Percy returned from Krakow with a concrete vision: semester-based hackathons at HIT themed around Zimbabwe’s priority sectors, agriculture, mining, energy, and fintech, judged by industry partners; companies sponsoring final-year capstone projects; smart NFC payment systems on campus; and card-based access control for laboratories and server rooms, modelled on the systems he encountered in Polish hotels.
Nkosiyapha’s own exposure to professional software development tools and enterprise Java frameworks at BUT points in the same direction: a call for HIT to deepen its alignment with international industry standards, embedding tools like Git, performance profiling, and enterprise application frameworks into its Software Engineering curriculum as standard practice rather than electives.
It is the kind of thinking that Erasmus+ is designed to catalyse: students who do not merely absorb international experience but actively translate it into proposals to develop their home institutions and communities.
Coming Home: What They Carried Back
When asked to summarise what the experience gave them, each student’s answer reaches well beyond the academic transcript. For Dazylin, it was the deepening of technical knowledge alongside a newfound appreciation for adaptability and cross-cultural communication. For Yvonne, a global perspective and professional discipline were shaped by Polish values of punctuality and structure. For Precious, resilience, confidence, and a sharpened identity as a practitioner in information security. For Percy, an international understanding of how technology universities can drive national development.

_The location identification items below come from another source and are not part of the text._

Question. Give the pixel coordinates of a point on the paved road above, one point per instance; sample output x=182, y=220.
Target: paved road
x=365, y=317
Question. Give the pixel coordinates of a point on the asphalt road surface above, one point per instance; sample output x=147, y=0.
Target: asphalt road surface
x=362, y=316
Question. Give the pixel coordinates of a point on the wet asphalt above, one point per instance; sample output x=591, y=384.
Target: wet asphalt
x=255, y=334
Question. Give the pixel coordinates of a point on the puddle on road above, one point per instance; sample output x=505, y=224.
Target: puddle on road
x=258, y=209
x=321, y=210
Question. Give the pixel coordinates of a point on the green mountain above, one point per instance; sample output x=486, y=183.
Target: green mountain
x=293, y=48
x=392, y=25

And for Nkosiyapha, it was the wholeness of the experience, the sense that four months in Poland had delivered not just new technical competencies in AI, enterprise Java, recommender systems, and software tooling, but a more complete version of himself as a software engineering professional: independent, analytically rigorous, and ready for the demands of real-world practice.
“The knowledge and competencies gained during this period directly support my Bachelor of Science in Software Engineering at HIT and contribute positively to my preparation for a professional career in the software engineering field,” Nkosiyapha added.

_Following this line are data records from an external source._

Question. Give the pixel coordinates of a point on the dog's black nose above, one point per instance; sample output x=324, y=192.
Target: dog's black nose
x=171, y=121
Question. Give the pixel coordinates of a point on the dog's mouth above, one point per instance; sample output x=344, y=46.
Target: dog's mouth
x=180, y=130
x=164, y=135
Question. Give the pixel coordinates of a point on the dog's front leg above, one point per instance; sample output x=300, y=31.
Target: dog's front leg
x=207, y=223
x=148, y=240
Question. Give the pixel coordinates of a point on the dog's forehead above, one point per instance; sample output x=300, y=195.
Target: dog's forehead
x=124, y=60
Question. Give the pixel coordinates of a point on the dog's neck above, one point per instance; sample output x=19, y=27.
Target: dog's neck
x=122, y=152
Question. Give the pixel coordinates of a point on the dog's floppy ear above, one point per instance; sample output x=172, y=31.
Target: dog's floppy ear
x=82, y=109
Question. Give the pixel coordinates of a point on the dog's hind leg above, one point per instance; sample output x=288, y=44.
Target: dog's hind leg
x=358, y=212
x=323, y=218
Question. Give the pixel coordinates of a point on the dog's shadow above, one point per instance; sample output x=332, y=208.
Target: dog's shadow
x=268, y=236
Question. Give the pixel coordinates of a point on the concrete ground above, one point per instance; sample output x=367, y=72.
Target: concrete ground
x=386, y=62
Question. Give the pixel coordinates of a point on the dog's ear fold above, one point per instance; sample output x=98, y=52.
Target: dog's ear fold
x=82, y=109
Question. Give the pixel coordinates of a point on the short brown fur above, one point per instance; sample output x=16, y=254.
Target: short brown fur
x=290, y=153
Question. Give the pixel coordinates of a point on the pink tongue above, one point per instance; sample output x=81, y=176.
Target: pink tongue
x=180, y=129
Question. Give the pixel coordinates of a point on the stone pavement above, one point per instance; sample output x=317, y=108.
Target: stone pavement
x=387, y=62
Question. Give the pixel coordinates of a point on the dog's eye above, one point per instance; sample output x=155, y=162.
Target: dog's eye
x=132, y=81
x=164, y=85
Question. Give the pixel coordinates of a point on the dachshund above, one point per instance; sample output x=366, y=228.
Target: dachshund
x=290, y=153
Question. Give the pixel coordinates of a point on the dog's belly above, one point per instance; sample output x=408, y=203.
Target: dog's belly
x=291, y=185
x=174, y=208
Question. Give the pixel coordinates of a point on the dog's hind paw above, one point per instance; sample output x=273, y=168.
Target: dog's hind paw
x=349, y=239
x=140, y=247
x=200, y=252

Yvonne’s closing reflection speaks for all five:
“This Erasmus experience transformed me academically, professionally, socially, and personally. I gained advanced technical skills, cultural awareness, independence, and a global perspective. This chapter has prepared me for future challenges and reaffirmed my belief in the power of education beyond borders,” Yvonne reflected.
The five students are unanimous in their gratitude to HIT for facilitating this opportunity, and to Bialystok University of Technology for welcoming them so generously. They are equally united in their belief that international mobility is not a luxury, but a formative investment in the kind of technology professionals that Zimbabwe needs and deserves.
Bialystok is many thousands of kilometres from Harare. In every way that matters, however, these five students have made that distance smaller, for themselves, for HIT, and for every future student who will one day stand in Poland, clutching a translation app, and slowly, joyfully, learning to say Dzień dobry.